Ever had the hood on your car flip up into your windshield on the freeway? Its’s terrifying. A couple of weeks ago we bought a 1977 Jeep CJ5, and on the way home we were having engine trouble. At one of the many stops on the way home, I forgot to latch the hood back down. As soon as we hit 50 miles an hour on the freeway it flipped up hard and slammed into the windshield frame, damaging the hood pretty severely. Everything else luckily survived but let’s get that hood replaced.
Removing the hood isn’t terribly hard, there are three half inch bolts on each of the two hinges that hold it in place. Ours have several layers of paint on them, making it hard to use a socket. A half inch box wrench was able to flake the paint off enough to get on there, and let me pull them all out fairly easily. Once those six bolts are removed, the only other thing that could be holding the hood on is the hood latch, so be sure to release it. Now, getting the hood off would have been a lot easier with another person, but as I was alone I just carefully slid it forward until I was able to get enough leverage to pick it up and move it out of the way.
Now, on our Jeep CJ5 the bottom of the hinges were a bit rough with rust, so I hit them both with some sandpaper to smooth out the mating surface before putting the new hood in place. I could have done more, but sometime in the future this will be coming back off as we want to cover the entire Jeep in Raptor liner and we will take care of all of the surface issues then. Once that was done I blew off all of the rust with our air compressor, and moved on to putting the new hood in place.
We ordered the Crown Automotive J5761180 Steel Hood from Quadratec, and while the packaging was extremely crappy the hood actually appeared to make it to us in one piece. It was delivered by a freight truck, and when that happens you need to make the driver wait and unbox it right in front of them, because if there is any damage it needs to be claimed before the driver leaves. As the hood looked good, we could get right into putting it on the Jeep.

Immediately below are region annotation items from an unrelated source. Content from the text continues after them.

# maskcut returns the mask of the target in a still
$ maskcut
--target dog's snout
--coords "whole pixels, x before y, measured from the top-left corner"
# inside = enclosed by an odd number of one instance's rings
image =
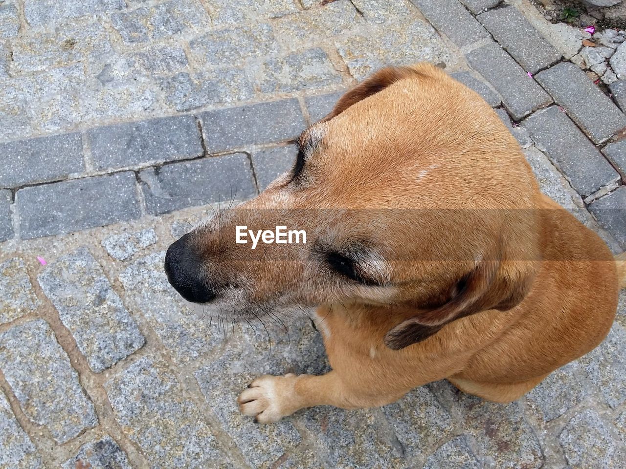
[[[189,234],[185,234],[168,248],[165,274],[170,284],[188,301],[208,303],[215,295],[202,280],[202,263],[189,240]]]

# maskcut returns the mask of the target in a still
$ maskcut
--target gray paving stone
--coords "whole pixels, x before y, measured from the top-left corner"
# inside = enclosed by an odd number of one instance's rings
[[[602,152],[617,168],[622,174],[622,178],[626,181],[626,140],[620,140],[615,143],[609,143],[602,149]]]
[[[350,74],[357,80],[389,65],[421,61],[445,64],[451,60],[437,32],[429,24],[410,17],[385,24],[376,34],[360,30],[334,40]]]
[[[553,420],[575,407],[591,394],[578,361],[572,361],[553,371],[526,395],[533,406],[539,408],[546,421]],[[573,386],[575,383],[576,385]]]
[[[0,390],[0,467],[39,469],[41,458],[28,435],[15,419],[9,401]]]
[[[254,68],[261,93],[291,93],[342,83],[342,77],[319,48],[272,58]]]
[[[626,186],[592,202],[589,210],[598,222],[626,249]]]
[[[558,64],[535,78],[595,143],[626,127],[626,116],[573,64]]]
[[[210,153],[291,140],[306,126],[295,99],[208,111],[200,117]]]
[[[11,199],[11,191],[0,189],[0,243],[13,237]]]
[[[116,420],[151,466],[228,466],[228,457],[163,360],[142,357],[105,388]]]
[[[19,31],[19,12],[12,1],[0,4],[0,39],[14,38]]]
[[[125,8],[124,0],[81,0],[69,3],[56,0],[25,0],[24,14],[26,21],[32,26],[49,26],[100,11]]]
[[[86,248],[51,263],[38,280],[96,373],[125,358],[145,342]]]
[[[208,70],[192,74],[182,72],[164,79],[160,86],[166,102],[177,111],[246,101],[254,96],[247,74],[239,69]]]
[[[619,179],[617,171],[557,106],[533,114],[521,126],[582,195]]]
[[[131,469],[126,453],[108,435],[80,447],[63,469]]]
[[[472,453],[463,436],[440,446],[428,456],[423,469],[481,469],[483,465]]]
[[[245,63],[278,52],[269,24],[244,24],[212,31],[189,43],[192,53],[209,65]]]
[[[552,102],[552,98],[495,43],[470,52],[467,59],[500,94],[505,107],[516,121]]]
[[[0,324],[32,313],[40,304],[24,261],[16,257],[0,263]]]
[[[263,190],[276,178],[291,169],[297,151],[292,145],[267,148],[252,153],[259,188]]]
[[[139,178],[146,208],[155,214],[257,194],[250,160],[244,153],[150,168]]]
[[[88,131],[98,169],[201,156],[200,129],[193,116],[173,116]]]
[[[409,461],[433,451],[439,441],[452,434],[449,413],[422,386],[399,401],[382,408]]]
[[[411,0],[437,29],[459,47],[489,37],[489,33],[458,0]]]
[[[168,283],[165,259],[165,251],[141,258],[120,275],[120,281],[128,309],[143,315],[177,363],[186,364],[210,351],[222,337],[213,335],[208,319],[203,320]]]
[[[138,218],[135,173],[129,171],[20,189],[20,236],[71,233]]]
[[[617,468],[626,465],[624,445],[611,434],[596,411],[587,409],[574,416],[558,436],[568,467]]]
[[[0,187],[61,179],[85,169],[80,134],[31,138],[0,144]]]
[[[500,105],[500,97],[498,93],[491,89],[485,83],[479,80],[472,75],[470,72],[456,72],[450,75],[457,81],[460,81],[468,88],[478,93],[487,104],[492,108],[495,108]]]
[[[561,53],[513,6],[490,10],[476,18],[527,71],[535,73],[561,58]]]
[[[43,320],[0,334],[0,369],[26,416],[59,444],[98,425],[93,405],[54,333]]]
[[[622,359],[626,332],[614,324],[604,341],[579,359],[607,403],[616,408],[626,401],[626,363]]]
[[[111,234],[100,243],[108,255],[117,261],[125,261],[156,242],[153,228],[134,233]]]
[[[324,118],[335,106],[335,103],[343,96],[345,91],[336,91],[326,94],[318,94],[316,96],[307,96],[304,98],[309,116],[311,122],[315,123]]]

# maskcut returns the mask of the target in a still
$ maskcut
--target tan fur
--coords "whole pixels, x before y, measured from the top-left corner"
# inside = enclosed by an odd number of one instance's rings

Again, this would be a lot easier with another person. What I did was to place a broom over the engine bay, and then just slid it into place. Now, before you do this make sure to install all of the hardware onto the hood. Both of the hood latches are a real pain to get attached as the holes on the backside barely had room for my fingers. This would have been a lot easier before I mounted the hood, but that is hindsight for you.
If you notice, the bottom right edge of the hood is not lining up quite right, it either got a little banged out of shape when it was shipped, or it just came from the factory not quite right. I needed to pull it out about a half an inch, but before I could do that I needed to get it in place enough to reattach the hinges. After a careful bit of movement back and forth and side to side, I managed to get it into place and attach all six of the half inch bolts.

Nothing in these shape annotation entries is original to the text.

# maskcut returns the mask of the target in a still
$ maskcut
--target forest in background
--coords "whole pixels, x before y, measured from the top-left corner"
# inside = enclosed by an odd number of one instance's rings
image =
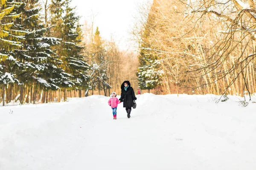
[[[0,0],[3,105],[120,93],[256,92],[253,0],[154,0],[138,9],[137,52],[79,24],[71,0]]]
[[[133,34],[139,84],[159,93],[256,92],[256,1],[154,0]],[[143,29],[142,29],[143,28]]]

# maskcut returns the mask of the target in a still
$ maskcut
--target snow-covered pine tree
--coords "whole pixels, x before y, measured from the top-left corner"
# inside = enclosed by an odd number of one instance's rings
[[[70,6],[70,0],[65,0],[65,14],[63,17],[63,48],[60,54],[62,57],[64,69],[72,75],[72,80],[75,85],[71,89],[81,90],[88,86],[89,65],[81,54],[83,47],[81,42],[81,30],[79,24],[79,17],[76,14],[76,8]]]
[[[97,86],[99,94],[100,91],[103,90],[104,95],[106,96],[107,90],[111,87],[107,82],[109,78],[108,72],[108,62],[106,60],[103,41],[102,40],[98,27],[94,34],[91,48],[90,55],[93,67],[91,73],[91,86],[94,87]]]
[[[144,28],[144,31],[141,35],[142,43],[140,45],[140,55],[139,56],[140,67],[138,68],[139,86],[142,90],[148,90],[155,88],[160,83],[160,79],[163,71],[160,70],[160,62],[158,54],[154,51],[155,48],[151,47],[149,37],[152,30],[154,29],[154,8],[157,3],[154,0],[151,7],[148,17]]]
[[[63,34],[63,28],[64,27],[63,15],[64,15],[64,10],[65,2],[64,0],[51,0],[51,4],[50,6],[50,11],[51,15],[51,26],[49,31],[50,35],[53,37],[55,37],[61,39],[61,43],[57,45],[52,48],[52,51],[55,52],[56,55],[59,57],[60,67],[62,69],[64,74],[60,74],[61,78],[65,76],[68,80],[64,80],[59,82],[61,88],[64,92],[64,101],[67,100],[67,88],[71,88],[75,85],[74,83],[71,80],[72,75],[66,72],[64,67],[63,56],[61,52],[63,48],[62,45],[64,44],[63,38],[65,36]]]
[[[15,78],[15,68],[20,65],[12,54],[22,48],[20,40],[26,34],[13,28],[15,20],[20,17],[16,9],[24,3],[15,0],[0,1],[0,84],[2,87],[3,105],[5,105],[5,88],[9,83],[19,83]]]

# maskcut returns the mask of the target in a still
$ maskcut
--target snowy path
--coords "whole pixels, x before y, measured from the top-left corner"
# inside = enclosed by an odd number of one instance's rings
[[[117,120],[100,96],[2,107],[0,170],[256,169],[256,104],[215,97],[146,94]]]

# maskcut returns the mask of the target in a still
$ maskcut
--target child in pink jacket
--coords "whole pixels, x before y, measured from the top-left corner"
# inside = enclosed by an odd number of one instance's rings
[[[120,102],[116,98],[116,92],[112,92],[110,96],[111,96],[111,97],[109,99],[109,100],[108,100],[108,105],[111,106],[111,108],[112,109],[114,119],[116,119],[117,105],[120,103],[121,102]]]

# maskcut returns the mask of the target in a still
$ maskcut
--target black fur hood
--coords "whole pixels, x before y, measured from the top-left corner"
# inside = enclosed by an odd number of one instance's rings
[[[125,83],[126,82],[128,84],[128,85],[129,86],[129,88],[131,87],[131,83],[130,83],[130,82],[128,80],[125,80],[124,82],[123,82],[122,83],[122,85],[121,85],[121,89],[124,89],[124,87],[125,87]]]

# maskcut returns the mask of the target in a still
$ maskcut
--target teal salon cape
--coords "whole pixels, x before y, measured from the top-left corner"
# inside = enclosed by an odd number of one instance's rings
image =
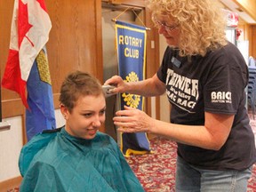
[[[37,134],[19,159],[20,192],[144,191],[116,142],[97,132],[75,138],[65,128]]]

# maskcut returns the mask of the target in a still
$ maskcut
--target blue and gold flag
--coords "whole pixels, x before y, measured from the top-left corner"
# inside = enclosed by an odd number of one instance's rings
[[[41,50],[35,60],[28,82],[28,104],[26,109],[27,139],[56,128],[53,96],[46,51]]]
[[[147,33],[144,27],[116,21],[119,76],[126,82],[144,79]],[[142,110],[144,98],[124,92],[120,97],[121,109],[130,106]],[[131,154],[150,152],[149,140],[146,132],[121,133],[120,148],[125,156]]]

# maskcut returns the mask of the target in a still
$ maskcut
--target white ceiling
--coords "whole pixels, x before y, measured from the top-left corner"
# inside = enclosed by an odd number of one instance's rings
[[[225,4],[231,12],[236,12],[245,22],[250,24],[256,24],[256,20],[253,20],[248,13],[244,12],[239,12],[239,6],[233,2],[233,0],[220,0],[223,4]]]

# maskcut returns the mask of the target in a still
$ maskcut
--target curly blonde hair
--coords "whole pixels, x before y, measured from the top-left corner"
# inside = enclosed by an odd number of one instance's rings
[[[152,17],[168,16],[179,25],[180,56],[204,56],[228,44],[227,23],[217,0],[149,0],[148,8]]]

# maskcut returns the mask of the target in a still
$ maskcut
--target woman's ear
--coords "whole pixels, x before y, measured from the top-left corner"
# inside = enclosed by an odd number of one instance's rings
[[[68,109],[63,104],[60,105],[60,108],[64,119],[67,119],[69,115]]]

Once it was securely in place, I propped the hood up with a broom handle, and then grabbed the side that I needed to pull out with both hands … and pulled it pretty hard a couple of times. I set the hood back down to check what it looked like, and the body lines matched the hood lines, I had gotten it just right. Once that was done I loosened the bolts again so that I could push the hood all of the way back into place, and then tightened them all down one more time.

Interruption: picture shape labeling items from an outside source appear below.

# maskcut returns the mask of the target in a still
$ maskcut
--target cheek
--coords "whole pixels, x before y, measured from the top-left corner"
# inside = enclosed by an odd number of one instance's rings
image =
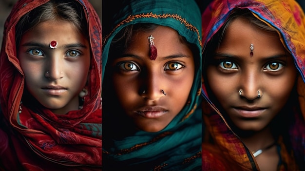
[[[224,97],[228,97],[232,94],[234,90],[232,90],[233,87],[232,84],[234,81],[231,78],[228,80],[227,77],[220,76],[216,74],[216,72],[213,69],[210,68],[207,70],[207,82],[213,94],[210,97],[215,95],[220,102],[229,98]],[[238,92],[236,93],[238,94]]]
[[[112,79],[113,86],[109,90],[110,93],[116,95],[122,106],[130,106],[130,102],[135,101],[138,95],[136,83],[128,77],[115,74],[113,75]]]

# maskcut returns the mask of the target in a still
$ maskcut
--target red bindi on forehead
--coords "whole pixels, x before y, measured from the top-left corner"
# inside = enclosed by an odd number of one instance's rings
[[[150,58],[151,60],[154,60],[157,58],[157,48],[154,45],[154,42],[153,42],[154,37],[152,35],[151,35],[148,37],[149,39],[149,46],[150,46]]]

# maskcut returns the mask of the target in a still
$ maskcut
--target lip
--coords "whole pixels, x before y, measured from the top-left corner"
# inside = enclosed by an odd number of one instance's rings
[[[67,91],[67,88],[60,86],[47,86],[42,88],[48,95],[60,95]]]
[[[168,112],[167,110],[160,106],[146,106],[135,111],[141,116],[150,119],[161,117]]]
[[[243,117],[257,117],[262,114],[266,109],[258,107],[240,106],[234,108],[239,115]]]

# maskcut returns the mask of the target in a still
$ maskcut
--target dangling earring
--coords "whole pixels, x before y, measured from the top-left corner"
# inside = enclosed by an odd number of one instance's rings
[[[21,113],[22,112],[22,108],[21,105],[22,105],[22,101],[20,101],[20,104],[19,104],[19,114],[21,114]]]
[[[79,109],[82,109],[84,107],[83,104],[84,101],[85,101],[85,96],[87,95],[88,90],[87,90],[87,89],[85,88],[83,88],[83,90],[80,92],[79,92],[79,95],[80,98],[79,100],[79,106],[78,106]]]

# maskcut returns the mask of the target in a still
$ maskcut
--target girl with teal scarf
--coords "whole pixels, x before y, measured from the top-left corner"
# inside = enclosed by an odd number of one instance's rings
[[[201,22],[192,0],[126,0],[104,35],[103,171],[201,169]]]

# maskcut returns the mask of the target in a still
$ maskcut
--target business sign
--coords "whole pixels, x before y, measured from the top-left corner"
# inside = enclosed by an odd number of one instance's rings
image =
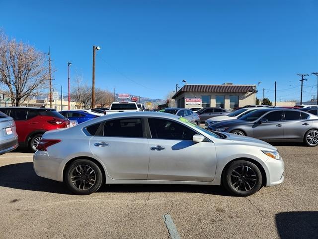
[[[201,98],[185,98],[186,105],[201,105]]]
[[[129,99],[129,94],[119,94],[118,98],[119,99]]]

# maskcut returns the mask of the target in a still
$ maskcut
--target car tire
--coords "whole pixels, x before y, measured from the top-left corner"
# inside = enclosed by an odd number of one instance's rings
[[[304,142],[310,147],[316,147],[318,145],[318,130],[308,130],[305,135]]]
[[[246,134],[244,132],[238,129],[235,129],[234,130],[232,130],[230,132],[230,133],[234,133],[234,134],[237,134],[238,135],[246,136]]]
[[[29,148],[32,152],[34,152],[36,151],[36,147],[38,146],[39,142],[42,138],[43,133],[38,133],[32,136],[30,139],[30,143],[29,143]]]
[[[77,159],[68,167],[64,179],[65,183],[72,192],[87,195],[99,189],[103,174],[94,162],[88,159]]]
[[[256,193],[262,187],[262,173],[253,163],[245,160],[235,161],[225,169],[222,181],[231,194],[245,197]]]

With all of that done, I discovered a new issue, the hood latch was not lined up with the holes in the hood. After looking at it for a minute, I decided that the latch oles on the hood were bent forward a bit, so I just needed to pound on the underside of the hood with a rubber mallet to get it into place. It actually worked, and I was able to close the hood. Now it was time to attach the hardware, and I discovered the errors of my ways.
I am not going to make you watch all of this mess. As I mentioned before, my fingers barely fit into the holes they left in the underside of the hood to attach these bolts, but with a lot of perseverance I was able to get them in there and installed. Seriously though, just do it before you mount the hood, it will be so much easier. Once the latches were on there though, I only had one more thing to do, install new rubber hood grommets. This was by far the easiest part of this process. The old ones were completely rotten, and just tore in half when I removed them. The other ones were much nicer, and by using a flat headed screwdriver I was able to squeeze the attachment nipples into the holes. And with that, the hood had been replaced. I can tell you right now that I will never forget to latch the hood again. I never want to experience that level of terror on the freeway again or pay the expense of replacing it.